TemNet:在时间上注意在视频中发现动物行为 (TempNet: Temporal Attention Towards the Detection of Animal Behaviour in Videos)

Recent advancements in cabled ocean observatories have increased the quality and prevalence of underwater videos; this data enables the extraction of high-level biologically relevant information such as species' behaviours. Despite this increase in capability, most modern methods for the automatic interpretation of underwater videos focus only on the detection and counting organisms. We propose an efficient computer vision- and deep learning-based method for the detection of biological behaviours in videos. TempNet uses an encoder bridge and residual blocks to maintain model performance with a two-staged, spatial, then temporal, encoder. TempNet also presents temporal attention during spatial encoding as well as Wavelet Down-Sampling pre-processing to improve model accuracy. Although our system is designed for applications to diverse fish behaviours (i.e, is generic), we demonstrate its application to the detection of sablefish (Anoplopoma fimbria) startle events. We compare the proposed approach with a state-of-the-art end-to-end video detection method (ReMotENet) and a hybrid method previously offered exclusively for the detection of sablefish's startle events in videos from an existing dataset. Results show that our novel method comfortably outperforms the comparison baselines in multiple metrics, reaching a per-clip accuracy and precision of 80% and 0.81, respectively. This represents a relative improvement of 31% in accuracy and 27% in precision over the compared methods using this dataset. Our computational pipeline is also highly efficient, as it can process each 4-second video clip in only 38ms. Furthermore, since it does not employ features specific to sablefish startle events, our system can be easily extended to other behaviours in future works.

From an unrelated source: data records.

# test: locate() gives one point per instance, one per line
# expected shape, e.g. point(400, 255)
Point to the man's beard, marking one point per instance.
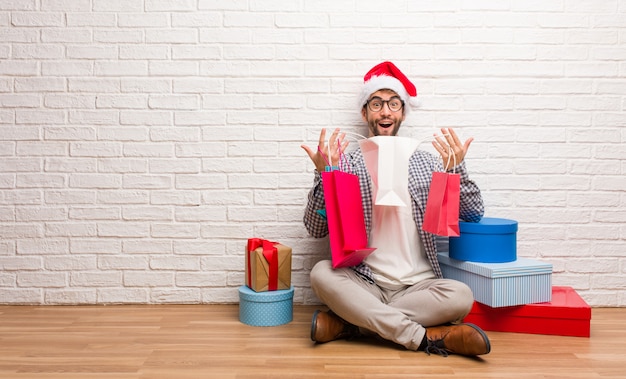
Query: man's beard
point(375, 128)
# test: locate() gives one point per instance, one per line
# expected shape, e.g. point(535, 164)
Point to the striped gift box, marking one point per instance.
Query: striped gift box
point(523, 281)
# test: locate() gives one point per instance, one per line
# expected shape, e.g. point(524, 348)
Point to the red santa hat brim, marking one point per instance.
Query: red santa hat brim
point(387, 76)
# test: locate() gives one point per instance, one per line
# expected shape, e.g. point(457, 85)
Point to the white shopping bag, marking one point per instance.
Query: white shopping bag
point(387, 161)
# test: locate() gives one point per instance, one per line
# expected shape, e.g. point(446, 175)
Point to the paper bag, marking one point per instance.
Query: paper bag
point(268, 265)
point(346, 222)
point(442, 207)
point(387, 161)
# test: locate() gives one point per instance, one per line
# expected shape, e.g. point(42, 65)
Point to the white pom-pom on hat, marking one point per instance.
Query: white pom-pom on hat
point(386, 75)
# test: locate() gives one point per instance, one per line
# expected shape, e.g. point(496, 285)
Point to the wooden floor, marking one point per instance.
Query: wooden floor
point(208, 341)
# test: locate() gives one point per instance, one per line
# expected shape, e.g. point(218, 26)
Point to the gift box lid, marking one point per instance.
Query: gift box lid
point(489, 225)
point(519, 267)
point(565, 304)
point(247, 294)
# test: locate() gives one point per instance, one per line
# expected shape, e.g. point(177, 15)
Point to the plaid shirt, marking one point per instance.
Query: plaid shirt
point(421, 166)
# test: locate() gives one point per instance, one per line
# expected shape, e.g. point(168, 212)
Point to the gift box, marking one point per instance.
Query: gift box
point(492, 240)
point(268, 265)
point(566, 315)
point(520, 282)
point(269, 308)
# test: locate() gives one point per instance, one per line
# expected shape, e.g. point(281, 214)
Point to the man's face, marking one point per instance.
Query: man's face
point(384, 122)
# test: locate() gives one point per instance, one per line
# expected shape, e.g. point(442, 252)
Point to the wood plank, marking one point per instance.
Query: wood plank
point(208, 341)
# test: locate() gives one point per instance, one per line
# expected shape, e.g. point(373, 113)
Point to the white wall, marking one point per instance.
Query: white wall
point(143, 141)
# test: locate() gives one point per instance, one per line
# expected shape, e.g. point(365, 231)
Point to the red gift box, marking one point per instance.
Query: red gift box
point(566, 315)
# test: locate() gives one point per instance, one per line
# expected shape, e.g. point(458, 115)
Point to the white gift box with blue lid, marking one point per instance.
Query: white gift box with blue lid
point(492, 240)
point(523, 281)
point(269, 308)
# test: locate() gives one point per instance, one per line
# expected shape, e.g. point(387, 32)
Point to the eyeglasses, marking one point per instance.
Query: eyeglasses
point(375, 104)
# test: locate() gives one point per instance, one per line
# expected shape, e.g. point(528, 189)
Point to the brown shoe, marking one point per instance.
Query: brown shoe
point(463, 339)
point(327, 326)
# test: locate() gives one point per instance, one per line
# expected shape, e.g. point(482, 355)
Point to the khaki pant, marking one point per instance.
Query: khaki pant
point(400, 316)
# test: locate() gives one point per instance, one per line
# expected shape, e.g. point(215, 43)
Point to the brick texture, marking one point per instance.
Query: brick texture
point(143, 141)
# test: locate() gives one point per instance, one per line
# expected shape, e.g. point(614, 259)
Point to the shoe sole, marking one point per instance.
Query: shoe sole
point(483, 334)
point(313, 323)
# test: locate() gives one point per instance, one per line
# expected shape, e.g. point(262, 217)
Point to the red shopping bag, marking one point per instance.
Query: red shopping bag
point(442, 207)
point(346, 222)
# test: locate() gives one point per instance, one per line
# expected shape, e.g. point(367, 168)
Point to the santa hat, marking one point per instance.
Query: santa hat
point(387, 76)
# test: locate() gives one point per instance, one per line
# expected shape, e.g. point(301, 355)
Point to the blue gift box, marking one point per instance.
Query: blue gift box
point(492, 240)
point(523, 281)
point(270, 308)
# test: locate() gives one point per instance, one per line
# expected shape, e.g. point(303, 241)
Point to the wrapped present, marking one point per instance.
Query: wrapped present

翻译：有线海洋观测站最近的进展提高了水下视频的质量和普及程度;这一数据还有助于提取诸如物种行为等与生物有关的高层次生物信息。尽管能力有了提高,但大多数对水下视频进行自动解释的现代方法仅侧重于检测和计数生物。我们提出了一种高效的计算机视觉和深层次学习方法,用于检测视频中的生物行为。TemNet使用一个编码器桥和残留区块来保持模型性能,使用两个阶段的、空间的、时间的、时间的和编码器。TemNet还提供空间编码和Wavelet下游预处理期间的时间性关注,以提高模型的准确性。尽管我们的系统是设计用于多种鱼类行为(即通用的)应用的,但我们却展示了对可捕鱼类(Anoopoma fembria)起始事件的检测的高效的计算机视觉和深层学习方法。我们将拟议方法与最先进的终端到终端的视频检测方法(RemoteENet)进行比较,而以前则专门用于检测现有数据序列中的鱼的启动事件。在目前数据序列中,通过一种特定的精确度的精确度指标显示我们的80的精确度,从我们的方法可以追溯到现在的精确度的精确度, 。